This house is rockin’

Grindhouse is better than the genre it exploits

Mike D'Angelo

Thing is, though, Robert Rodriguez and Quentin Tarantino, who collaborated on Grindhouse, aren't really interested in making schlock. Instead, this three-hour double feature lovingly re-creates a moribund moviegoing experience, providing younger audiences—anyone under 40, pretty much—with a simulacrum of Z-grade escapism from the era before home video. Both films have been artificially damaged to resemble prints that have already spooled through the projector 500 times or more—the cinematic equivalent of adding some vinyl pop 'n' crackle to make your otherwise pristine CD sound more old-school. Entire reels have allegedly gone missing, so that the action abruptly jumps ahead 15 minutes (to hilarious effect) right at the most exciting part. Tarantino has dug up more of the vintage interstitial material that he used to decorate Kill Bill (which was far more influenced by grindhouse movies than is his contribution here), and directors Rob Zombie (The Devil's Rejects), Edgar Wright (Shaun of the Dead) and Eli Roth (Hostel) have contributed trailers for nonexistent horror films. Grindhouse isn't so much a movie as it is an elaborate fake museum, an ardent exercise in grubby nostalgia.

There's a "problem," however: Both Rodriguez and Tarantino have turned in excellent work, films several orders of magnitude more sophisticated and accomplished than anything you'd likely have found at the drive-in. Planet Terror, Rodriguez's zombie flick, superficially resembles a routine Romero knockoff, serving up absurd images that make more sense on a poster than in the narrative (e.g. Rose McGowan's machine-gun leg) and reveling in crude, juvenile humor (one human villain collects the severed testicles of his victims, frequently holding his prizes aloft in a huge plastic bag). But the plainspoken yet eccentric characters—particularly Freddy Rodriguez's quietly badass hero, known as El Wray, and a grizzled barbecue owner played by Jeff Fahey—feel like refugees from an early John Carpenter film, and Rodriguez augments the homage by borrowing Carpenter's vivid and muscular compositional style. Outrageously entertaining, gloriously stupid, Planet Terror falters—more irony—only when Tarantino turns up in a significant supporting role, still under the sorely mistaken impression that he can act.
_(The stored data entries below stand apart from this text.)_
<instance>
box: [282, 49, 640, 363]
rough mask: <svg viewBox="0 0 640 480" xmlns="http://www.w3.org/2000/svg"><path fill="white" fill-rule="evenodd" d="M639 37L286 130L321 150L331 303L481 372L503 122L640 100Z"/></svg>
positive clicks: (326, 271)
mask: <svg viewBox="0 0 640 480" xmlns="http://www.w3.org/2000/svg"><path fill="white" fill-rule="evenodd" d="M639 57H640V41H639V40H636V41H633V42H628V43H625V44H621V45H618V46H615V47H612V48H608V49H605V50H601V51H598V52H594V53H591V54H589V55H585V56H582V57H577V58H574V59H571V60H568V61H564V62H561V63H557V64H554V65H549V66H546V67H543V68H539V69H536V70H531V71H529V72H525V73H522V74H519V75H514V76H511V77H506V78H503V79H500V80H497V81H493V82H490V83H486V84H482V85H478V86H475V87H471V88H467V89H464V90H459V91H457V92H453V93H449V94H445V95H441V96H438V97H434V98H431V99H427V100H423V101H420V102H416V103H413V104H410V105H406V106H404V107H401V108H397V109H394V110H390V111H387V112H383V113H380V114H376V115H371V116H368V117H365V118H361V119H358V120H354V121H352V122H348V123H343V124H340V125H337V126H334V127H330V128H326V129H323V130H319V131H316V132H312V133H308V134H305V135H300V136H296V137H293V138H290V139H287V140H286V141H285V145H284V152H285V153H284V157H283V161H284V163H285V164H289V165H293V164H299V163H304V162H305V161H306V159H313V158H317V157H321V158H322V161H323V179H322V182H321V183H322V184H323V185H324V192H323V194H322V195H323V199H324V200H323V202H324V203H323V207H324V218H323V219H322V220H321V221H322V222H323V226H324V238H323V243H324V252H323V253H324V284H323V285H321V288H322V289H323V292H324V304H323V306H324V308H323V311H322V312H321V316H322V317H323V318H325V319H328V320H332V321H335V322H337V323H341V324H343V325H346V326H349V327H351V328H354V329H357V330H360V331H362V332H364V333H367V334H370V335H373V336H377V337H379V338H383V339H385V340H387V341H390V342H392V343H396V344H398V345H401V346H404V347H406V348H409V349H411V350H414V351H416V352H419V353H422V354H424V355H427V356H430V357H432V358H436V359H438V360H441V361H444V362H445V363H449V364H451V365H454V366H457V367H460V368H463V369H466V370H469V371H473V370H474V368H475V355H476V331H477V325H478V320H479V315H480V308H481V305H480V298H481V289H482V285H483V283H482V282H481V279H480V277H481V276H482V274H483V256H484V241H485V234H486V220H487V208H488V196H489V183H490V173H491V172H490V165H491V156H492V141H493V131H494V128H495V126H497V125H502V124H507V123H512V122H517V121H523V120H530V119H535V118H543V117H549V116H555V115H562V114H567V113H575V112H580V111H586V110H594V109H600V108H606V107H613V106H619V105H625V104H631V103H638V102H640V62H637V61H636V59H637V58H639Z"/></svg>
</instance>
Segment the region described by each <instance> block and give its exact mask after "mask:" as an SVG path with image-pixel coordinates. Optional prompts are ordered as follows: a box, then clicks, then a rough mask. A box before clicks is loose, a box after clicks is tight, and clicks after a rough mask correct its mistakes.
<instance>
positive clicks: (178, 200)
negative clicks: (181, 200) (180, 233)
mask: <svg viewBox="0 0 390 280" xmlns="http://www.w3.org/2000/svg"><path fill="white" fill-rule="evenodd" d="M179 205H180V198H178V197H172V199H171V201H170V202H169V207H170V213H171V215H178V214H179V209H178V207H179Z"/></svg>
But lord-a-mercy can the dude write and direct. Death Proof, featuring Kurt Russell as a homicidal stunt-car driver who targets young women, may be the most structurally audacious movie since ... well, I can't say which all-time classic, as that would spoil the surprise. Suffice it to say that no actual grindhouse film has ever been remotely this ambitious, nor toyed as masterfully with an audience's expectations. Working with an almost exclusively female cast—Russell has limited screen time, though he makes the oily most of it—Tarantino composes long, vulgar, ludicrously digressive arias (performed with flair by Rosario Dawson, Vanessa Ferlito, Sydney Tamiia Poitier and others)—an endless stream of words expressly designed to be punctuated by blunt, horrific action. Death Proof builds to a truly hair-raising car chase, but the movie as a whole will be most appreciated by film buffs who recognize the genre conventions Tarantino so flagrantly subverts. If the average grindhouse flick had possessed even half this much wit and imagination, we'd have something worth lamenting.